È difficile immaginarsi, a ottantasei anni esatti dalla proiezione inaugurale, cosa deve essere stato vedere per la prima volta Steamboat Willie. New York, Universal’s Colony Theater, 18 novembre 1928. Ora sappiamo che il topo, non troppo avanti nella sua storia, acquisirà una voce: un tono perfettamente riconoscibile, acuto e vagamente lamentoso. Sappiamo che il gatto perderà una gamba — che poi sostituirà con una protesi perfettamente funzionale — smetterà di masticare tabacco, anzi di addentarlo come se si trattasse di una barretta di cioccolato fondente, e passerà al sigaro prima di rinunciare per sempre a quel tipo di vizi. Sappiamo che quasi tutti gli animali a bordo del vaporetto ci guadagneranno in personalità e per molte volte ancora si incontreranno, non più sul fiume, magari. Verranno le città dei topi e dei paperi, nipoti e cugini, amici e nemici storici e più recenti. A un certo punto ci sarà anche l’occasione di rimettere assieme i ricordi e rileggere quella vecchia storia come un’Odissea. Ma allora, che le mucche muggivano, i pappagalli ridevano e le capre servivano da carillon, nessuno, tranne forse il loro creatore, poteva prevedere il futuro e Topolino — o dovrei chiamarlo Mickey, visto che oggi compie gli anni e che con lui ho maturato quel genere di rapporto che va oltre le formalità? — nasceva sullo schermo assieme alla sua leggenda.
Steamboat Willie dura circa sette minuti e comincia con uno dei fotogrammi più famosi della storia del cinema: Mickey che fischietta Steamboat Bill mentre regge la barra di un piccolo battello a vapore. Già dai primi secondi la parodia è sul piatto, il riferimento è a una pellicola di Buster Keaton dello stesso anno, Steamboat Bill Jr. — chiamata in italiano Io… e il ciclone. Quello che succede dopo che il vero capitano, Pete, fa la sua comparsa e rimanda uno spaventosamente elastico Mickey a spazzare il ponte sotto lo sguardo beffardo di un pappagallo, si risolve in Minni, caricata a forza, e in una serie di situazioni all’insegna dello slapstick che culminano in una specie di orchestrina nella quale gli animali diventano strumenti musicali e i topi sono i maestri di cerimonia. Sdegno animalista a parte, è proprio nella musica la chiave del successo di questo piccolo capolavoro: è la prima volta che un cartone animato viene proiettato con il sonoro sincronizzato e la voce disarticolata di Walt Disney, che da solo doppia tutto il cast, fa una bella impressione.
Il topo del primo cortometraggio è del tutto diverso da quello che conosciamo oggi.
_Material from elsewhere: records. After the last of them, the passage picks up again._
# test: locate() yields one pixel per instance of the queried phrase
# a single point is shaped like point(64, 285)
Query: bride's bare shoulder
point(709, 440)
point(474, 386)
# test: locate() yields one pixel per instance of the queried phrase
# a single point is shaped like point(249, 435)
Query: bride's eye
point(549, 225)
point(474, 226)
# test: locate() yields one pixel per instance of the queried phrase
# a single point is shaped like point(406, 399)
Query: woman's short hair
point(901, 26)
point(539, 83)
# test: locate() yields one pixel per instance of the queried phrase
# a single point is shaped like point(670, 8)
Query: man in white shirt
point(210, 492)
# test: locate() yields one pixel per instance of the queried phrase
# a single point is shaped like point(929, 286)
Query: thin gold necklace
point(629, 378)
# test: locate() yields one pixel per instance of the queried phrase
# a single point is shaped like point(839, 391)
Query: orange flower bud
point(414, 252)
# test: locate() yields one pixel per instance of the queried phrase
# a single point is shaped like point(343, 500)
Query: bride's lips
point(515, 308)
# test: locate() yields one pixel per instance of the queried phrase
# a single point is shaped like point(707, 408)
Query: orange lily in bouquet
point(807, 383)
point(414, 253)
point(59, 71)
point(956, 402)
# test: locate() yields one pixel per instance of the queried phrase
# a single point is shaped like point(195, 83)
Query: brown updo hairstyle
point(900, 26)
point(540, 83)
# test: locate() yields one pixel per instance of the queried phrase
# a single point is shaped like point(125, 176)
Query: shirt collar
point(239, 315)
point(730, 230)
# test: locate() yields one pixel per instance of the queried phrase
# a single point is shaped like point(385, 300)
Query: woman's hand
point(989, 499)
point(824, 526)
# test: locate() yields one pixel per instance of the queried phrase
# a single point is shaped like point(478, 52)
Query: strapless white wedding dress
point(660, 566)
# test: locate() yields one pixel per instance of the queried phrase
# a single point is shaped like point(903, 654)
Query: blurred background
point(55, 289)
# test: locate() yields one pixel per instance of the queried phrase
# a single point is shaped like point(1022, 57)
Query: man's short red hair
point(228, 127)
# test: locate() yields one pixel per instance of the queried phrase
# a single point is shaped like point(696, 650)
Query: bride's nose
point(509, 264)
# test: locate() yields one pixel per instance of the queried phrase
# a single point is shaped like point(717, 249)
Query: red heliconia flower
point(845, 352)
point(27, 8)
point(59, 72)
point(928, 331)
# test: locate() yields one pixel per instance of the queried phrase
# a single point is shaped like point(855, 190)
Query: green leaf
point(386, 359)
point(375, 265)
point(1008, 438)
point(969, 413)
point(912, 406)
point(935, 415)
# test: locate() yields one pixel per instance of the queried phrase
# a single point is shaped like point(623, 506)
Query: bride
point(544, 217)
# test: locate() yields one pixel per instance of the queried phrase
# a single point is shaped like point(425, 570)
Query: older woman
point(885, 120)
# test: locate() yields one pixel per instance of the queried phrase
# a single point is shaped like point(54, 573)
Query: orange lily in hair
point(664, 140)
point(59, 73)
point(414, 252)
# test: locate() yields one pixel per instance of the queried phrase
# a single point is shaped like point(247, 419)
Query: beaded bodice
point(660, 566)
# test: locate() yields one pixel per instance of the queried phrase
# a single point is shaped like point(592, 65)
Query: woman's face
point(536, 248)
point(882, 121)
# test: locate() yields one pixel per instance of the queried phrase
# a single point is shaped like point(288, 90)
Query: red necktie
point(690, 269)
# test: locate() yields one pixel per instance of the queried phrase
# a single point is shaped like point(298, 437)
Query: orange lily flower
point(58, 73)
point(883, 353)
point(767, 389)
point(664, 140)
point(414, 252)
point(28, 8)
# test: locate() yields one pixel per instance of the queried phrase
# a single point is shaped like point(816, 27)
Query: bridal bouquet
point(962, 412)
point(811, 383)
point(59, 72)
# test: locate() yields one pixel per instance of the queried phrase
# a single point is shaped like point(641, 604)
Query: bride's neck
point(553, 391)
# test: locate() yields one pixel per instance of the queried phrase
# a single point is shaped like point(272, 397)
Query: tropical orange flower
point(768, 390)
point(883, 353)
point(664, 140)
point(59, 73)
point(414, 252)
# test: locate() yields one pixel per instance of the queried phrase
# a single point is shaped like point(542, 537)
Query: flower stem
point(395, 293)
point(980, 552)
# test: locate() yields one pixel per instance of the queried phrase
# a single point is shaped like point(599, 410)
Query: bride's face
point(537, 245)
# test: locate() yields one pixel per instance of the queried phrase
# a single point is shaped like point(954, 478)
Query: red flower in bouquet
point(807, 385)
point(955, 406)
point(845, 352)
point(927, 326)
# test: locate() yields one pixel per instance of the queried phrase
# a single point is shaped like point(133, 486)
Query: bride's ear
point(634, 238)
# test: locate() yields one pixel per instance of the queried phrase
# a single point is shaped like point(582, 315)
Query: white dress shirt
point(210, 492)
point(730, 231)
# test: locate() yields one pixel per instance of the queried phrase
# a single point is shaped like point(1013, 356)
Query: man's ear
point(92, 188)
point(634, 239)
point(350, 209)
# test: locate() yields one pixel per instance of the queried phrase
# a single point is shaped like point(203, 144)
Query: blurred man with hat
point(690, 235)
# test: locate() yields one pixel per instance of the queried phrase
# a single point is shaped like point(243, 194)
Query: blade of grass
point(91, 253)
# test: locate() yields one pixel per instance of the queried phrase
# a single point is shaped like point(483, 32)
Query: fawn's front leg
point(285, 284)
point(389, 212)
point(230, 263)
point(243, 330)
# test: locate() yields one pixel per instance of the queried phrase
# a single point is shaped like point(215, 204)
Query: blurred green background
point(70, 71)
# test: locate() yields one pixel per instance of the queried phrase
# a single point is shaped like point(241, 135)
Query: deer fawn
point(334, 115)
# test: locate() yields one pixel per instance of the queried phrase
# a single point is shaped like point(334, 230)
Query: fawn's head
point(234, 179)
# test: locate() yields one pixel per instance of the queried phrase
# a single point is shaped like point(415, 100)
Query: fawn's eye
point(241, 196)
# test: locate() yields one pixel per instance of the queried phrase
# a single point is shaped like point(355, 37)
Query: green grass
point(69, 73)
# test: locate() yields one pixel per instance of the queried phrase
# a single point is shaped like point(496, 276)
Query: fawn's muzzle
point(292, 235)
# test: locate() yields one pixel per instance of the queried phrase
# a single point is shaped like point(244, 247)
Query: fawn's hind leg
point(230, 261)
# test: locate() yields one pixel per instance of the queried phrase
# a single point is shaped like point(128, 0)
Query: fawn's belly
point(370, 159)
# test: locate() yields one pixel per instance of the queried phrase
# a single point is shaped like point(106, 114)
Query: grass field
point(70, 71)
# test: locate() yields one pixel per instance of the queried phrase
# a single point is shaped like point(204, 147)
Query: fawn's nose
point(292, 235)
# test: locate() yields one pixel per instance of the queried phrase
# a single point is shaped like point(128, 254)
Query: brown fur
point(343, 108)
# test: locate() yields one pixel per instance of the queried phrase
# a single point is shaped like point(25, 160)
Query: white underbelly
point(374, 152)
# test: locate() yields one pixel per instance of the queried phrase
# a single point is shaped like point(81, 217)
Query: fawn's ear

Un personaggio semplice che non sa nulla del destino radioso che il suo creatore gli ha deciso davanti. Ha qualcosa di rurale e grezzo, germinale. Parliamo di un’epoca in cui forse le donne non si potevano trascinare sul ponte arpionandole con la gru di carico, ma l’America era pronta ad aprirsi a una nuova visione di se stessa e dei suoi angoli più reconditi e primitivi. Mickey è un topo del Sud, una sorta di Huck Finn animato, senza un soldo in tasca né una maglietta per coprirsi e con l’allegria per non credere nella crisi nera che è già dietro l’angolo. Chi ha visto Steamboat Willie la prima volta, stava ancora abituandosi all’idea di cinema e aspettava un film che ormai nessuno ricorda più, non poteva credere in un futuro peggiore e si teneva forte alle pendici del progresso. L’immaginario si costruiva sugli orizzonti sterminati delle praterie e nelle storie dei gangster che afferravano le grandi città per il bavero del proibizionismo. Disney sapeva giocare con l’universo rurale che conosceva da vicino e ha regalato al mondo un personaggio che avrebbe potuto essere tutto e che in effetti si è evoluto in talmente tante forme da non riconoscersi più nel suo gommoso progenitore di celluloide.
Mickey è cambiato con la società, ha riso della propria miseria mentre si arrabattava tra un lavoretto e l’altro e si è trasferito in periferia, con villetta e cane al guinzaglio, quando le cose hanno cominciato a mettersi meglio. Aveva una cabriolet negli anni del boom e un’impresa di costruzioni in quelli del miracolo immobiliare. Poi è stato un uomo del popolo, un membro della stampa e infine uno dei detective — ma questo quasi solo per noi italiani — più in gamba che la malavita potesse trovarsi contro.
Ottantasei anni non sono tanti per una leggenda, ma questo è quello che è diventato. Non può più essere dimenticato e a guardare bene il suo destino è stato scritto dal momento in cui ha messo le mani, ancora senza i guanti bianchi, sul timone per la prima volta.